Eiser heeft gevorderd als vermeld in de dagvaarding.
De zaak is behandeld ter terechtzitting van 18 juni 2008. Ter zitting zijn verschenen: De heer [naam] vergezeld door mr. Rorink en mr. Van Dijk voor Stichting Twickel. De standpunten zijn toegelicht.
Na afloop van de zitting is op verzoek van partijen niet meteen uitspraak bepaald. Dit om partijen in de gelegenheid te stellen een vergelijk te beproeven. Vervolgens hebben partijen middels de brief/fax van mr. Rorink van 19 juni alsnog vonnis gevraagd. De uitspraak is vervolgens bepaald op heden.

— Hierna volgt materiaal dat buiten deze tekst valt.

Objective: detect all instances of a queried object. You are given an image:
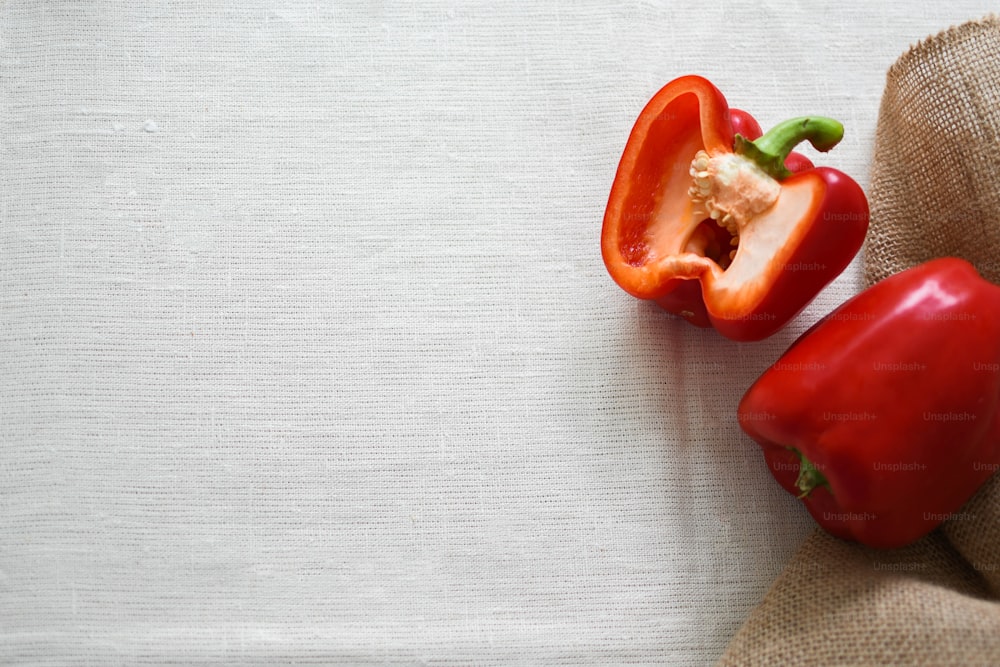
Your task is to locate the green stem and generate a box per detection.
[792,448,829,499]
[734,116,844,180]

1. De voorzieningenrechter gaat bij de beoordeling van het geschil van het volgende uit:
- Bij vonnis van deze rechtbank, sector Kanton, van 11 december 2007 is tussen partijen geoordeeld dat de huurovereenkomst van partijen met betrekking tot het pand Hengelosestraat 8 te Delden is ontbonden. Om die reden is – voor zover thans relevant – eiser in dat vonnis tevens veroordeeld het gehuurde te ontruimen en ontruimd te houden. Deze veroordeling tot ontruiming is uitvoerbaar bij voorraad verklaard. Eiser exploiteerde in het door hem gehuurde, Hotel Restaurant “Het Witte Paard”. Eiser heeft hoger beroep aangetekend van dat vonnis. Dit hoger beroep dient nog steeds en is niet ingetrokken;
- Tegen de ontruiming is eiser tevergeefs in kort geding opgekomen, want diens vorderingen zijn afgewezen bij vonnis van de voorzieningenrechter van 4 februari 2008. Het door eiser tegen dat vonnis ingestelde (spoed) hoger beroep is wel ingetrokken, en wel om reden dat de ontruiming op 8 april 2008 een feit was geworden, en eiser daarom geen dan wel onvoldoende belang meer had bij handhaving van dat hoger beroep naast het bestaande hoger beroep van de in de bodemzaak gewezen beslissing;
- Door eiser en Stichting Twickel in de persoon van haar rentmeester de heer [naam] is op 8 april 2008 – en kennelijk vlak voor de ontruiming mondeling alsnog overeenstemming bereikt over het door Stichting Twickel overnemen van een aantal (al dan niet onroerend geworden) zaken alsmede een vergoeding voor gedane werkzaamheden (waaronder de badkamer, het dak van de carport, het schilderwerk, houtwerk, vloerreparaties, tuinrenovatie, investeringen in de keuken en de bijkeuken, waaronder de oven met afzuiging, koeling bar, alsmede investeringen in en rond het zwembad enz.) Overeengekomen is voorts dat Stichting Twickel daarvoor aan Eiser betaalt het bedrag van € 80.500,-. Partijen hebben deze afspraak zelfstandig en zonder inmenging van hun advocaten gemaakt. Nadien is hun afspraak ook niet schriftelijk vastgelegd/bevestigd;
- Door Stichting Twickel is betaling van voormeld overeengekomen bedrag geweigerd om reden dat door eiser niet het hoger beroep is ingetrokken van het meergenoemde vonnis van 11 december 2007. Stichting Twickel is weer “heer en meester” geworden van het ontruimde, inclusief de goederen, zoals die hiervoor zijn aangeduid;
- Eiser bevindt zich door de ontruiming in een moeilijke situatie. Hij is doende zich te oriënteren op een doorstart elders van zijn onderneming en wordt daarnaast geconfronteerd met onkosten van de ontruiming. Ook heeft hij arbeidsrechtelijk afscheid te nemen van personeel.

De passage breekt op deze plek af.